Performance comparison of six different LTTB (visual downsampling for timeseries data) algorithm implementations for Python
Contents
LTTB, or Largest-Triangle-Three-Buckets, is a fantastic little algorithm that you can use for the visual downsampling of timeseries data.
Let’s say your user is viewing a line chart of some timeseries data. The time-period they have selected contains 50000 points, but their display is only 4K so they have a maximum of 3840 pixels available horizontally. With LTTB, we can automatically select the 3840 or fewer points from those 50000 points that will produce a line graph which is visually very similar to what they would see if they were to try and render all 50000 points.
This is really great, because now they only have to download and render those 3840 points, contributing to much faster response times.
Below you can see some more modest examples generated from a demo timeseries of 5000 points.
Do also try out the interactive demo at https://www.base.is/flot/
Besides the usefulness of the algorithm itself, what I really love is that it had a humble start as the topic of Sveinn Steinarsson’s 2013 CS Master’s thesis work but has now been translated into a long list of programming languages and it really looks like it has had significant impact on the computing world!
Anyways, the topic of this post is the following: If you wish to serve LTTB-downsampled data from your Python service, what are your options, and how fast are they? In other words, we are going to do some backyard benchmarking!
Besides the comparison, this work offers two additional contributions:
- The first publically available Pythran (Python to C++ transpiler) tweaking of javiljoen’s lttb-numpy implementation, thanks to a PR by the indomitable @stefanv.

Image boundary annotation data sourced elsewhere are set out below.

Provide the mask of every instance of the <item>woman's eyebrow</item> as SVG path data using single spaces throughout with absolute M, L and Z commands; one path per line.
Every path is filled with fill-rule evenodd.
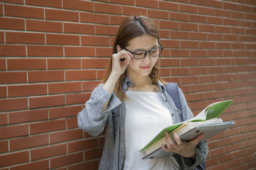
M 154 48 L 157 47 L 158 46 L 158 45 L 155 45 L 155 46 L 154 46 L 154 47 L 152 47 L 151 48 L 149 48 L 149 49 L 152 49 L 152 48 Z M 146 50 L 146 49 L 135 49 L 134 50 L 134 51 L 138 51 L 138 50 L 146 50 L 146 51 L 147 51 L 147 50 Z

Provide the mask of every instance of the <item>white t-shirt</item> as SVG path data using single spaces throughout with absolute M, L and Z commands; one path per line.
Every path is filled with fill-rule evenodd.
M 143 160 L 145 151 L 139 152 L 172 119 L 160 92 L 127 91 L 125 101 L 125 146 L 123 170 L 178 170 L 172 156 Z

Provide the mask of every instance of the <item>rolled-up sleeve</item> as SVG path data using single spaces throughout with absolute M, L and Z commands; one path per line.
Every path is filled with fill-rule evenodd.
M 103 130 L 109 112 L 121 102 L 114 94 L 112 95 L 100 84 L 95 88 L 85 107 L 77 115 L 79 127 L 90 135 L 96 136 Z M 103 105 L 108 100 L 107 110 L 102 112 Z

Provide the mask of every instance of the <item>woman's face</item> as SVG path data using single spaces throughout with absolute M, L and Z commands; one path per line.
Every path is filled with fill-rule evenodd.
M 146 34 L 131 39 L 129 45 L 125 48 L 134 52 L 138 50 L 148 51 L 156 47 L 158 47 L 157 38 L 152 35 Z M 126 75 L 128 76 L 148 76 L 151 72 L 158 59 L 158 56 L 152 57 L 149 52 L 148 52 L 146 56 L 142 59 L 132 57 L 131 65 L 128 65 L 126 68 Z

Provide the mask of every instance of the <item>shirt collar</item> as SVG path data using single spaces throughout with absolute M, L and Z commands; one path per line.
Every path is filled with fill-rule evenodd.
M 160 89 L 161 92 L 163 92 L 163 89 L 164 89 L 166 91 L 166 88 L 165 86 L 159 80 L 157 81 L 157 86 Z M 126 91 L 127 91 L 127 88 L 128 88 L 128 86 L 130 86 L 131 87 L 133 87 L 132 83 L 130 80 L 130 79 L 127 77 L 126 76 L 125 76 L 125 78 L 124 79 L 124 81 L 123 82 L 122 84 L 122 89 L 123 91 L 125 93 L 126 93 Z

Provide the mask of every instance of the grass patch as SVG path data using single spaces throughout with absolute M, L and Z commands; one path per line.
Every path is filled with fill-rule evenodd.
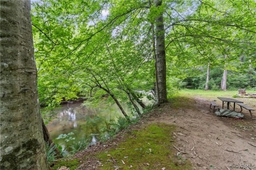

- The first publically available Cython implementation of the LTTB algorithm which performs to within 10% of the fastest C implementation.
Show me the code
In the lttb-bench github repo you’ll find hopefully reproducible demonstrations of the following implementations and variations of those implementations:
- lttbc: Implementation in C using the numpy API
- lttb-numpy: Pure Python implementation that uses numpy
- lttb-pythran: Slightly tweaked version of the above to enable Pythran conversion
- ltttb-numba: Slightly tweaked version to enable numba conversion
- pylttb: Alternative pure Python and numpy implementation
- lttb-cython: Cython implementation, which calls this repo its home
In all cases, start by going through the Jupyter notebook. If you’re pressed for time, you can jump to the last cell which contains all code to prepare and run all six of the implementations.
Lies, damned lies and benchmarks
See the table below for the results of benchmarking the six variants using the %timeit
notebook magic with mostly default settings, i.e. automatically looping the implementation enough times for accurate measurements, and calculating the mean and standard deviation over 7 runs of N loops each. All times are in µs (micro-seconds) per loop.
Platform | C | cython | pythran | numba | lttb-numpy | pylttb |
---|---|---|---|---|---|---|
Ryzen 9 5900x WSL Ubuntu 22.04 | 10.6 | 11.8 | 31.6 | 118 | 3860 | 3700 |
Ryzen 9 5900x Windows 11 VS 2022 | 10.5 | 11.8 | 23.3 | 144 | 3370 | 3830 |
MacBook M1 Pro / Max MacOS 14.4.1 | 19.9 | 21.3 | 16.7 | 178 | 2250 | 2400 |
Some observations:
- The algorithm is quite sequential, so it can’t be effectively vectorized and the Python / numpy implementations are much slower than the compiled versions.
- My Cython implementation is within 10% of the C implementation, which is nice, because writing Cython is often easier than C.
- Surprisingly, the Pythran (Python to C++ conversion) is faster than the hand-coded C on Mac.
- numba gives us quite a lot of performance for very little effort and complexity. What I mean by that is that for the C, Cython and Pythran implementations you need a compiler toolchain on the machine that’s building your packages. numba depends on llvmlite to perform jit compilation of your Python code, no compiler toolchain required and also no programming in a different language (C, Cython) required.
Conclusion
I had fun comparing these LTTB implementations, and even more fun making the Cython one work.
If I had to use lttb in production (again…) I would stick with the more flexible and easy to build but slower versions.
For example, in our production journey we realized only later that we would also need the actual indices of the samples that were selected, and so I had to hack the lttbc code to return that information. You can find that work in my cpb-return-offsets fork of the original lttbc. This will probably not make it back upstream, and that’s part of the problem.
Although Cython and even more so Pythran are huge fun and more flexible than using the numpy C API, do make sure that your build processes are fine maintaining these extra steps to get the high-performance binaries built for your deployment platforms.
Numba looks like a great solution that makes a different tradeoff: You get maximum flexibility and no compilation steps required during deployment, but you can get way better performance than pure Python although you’re coding in more-or-less pure Python.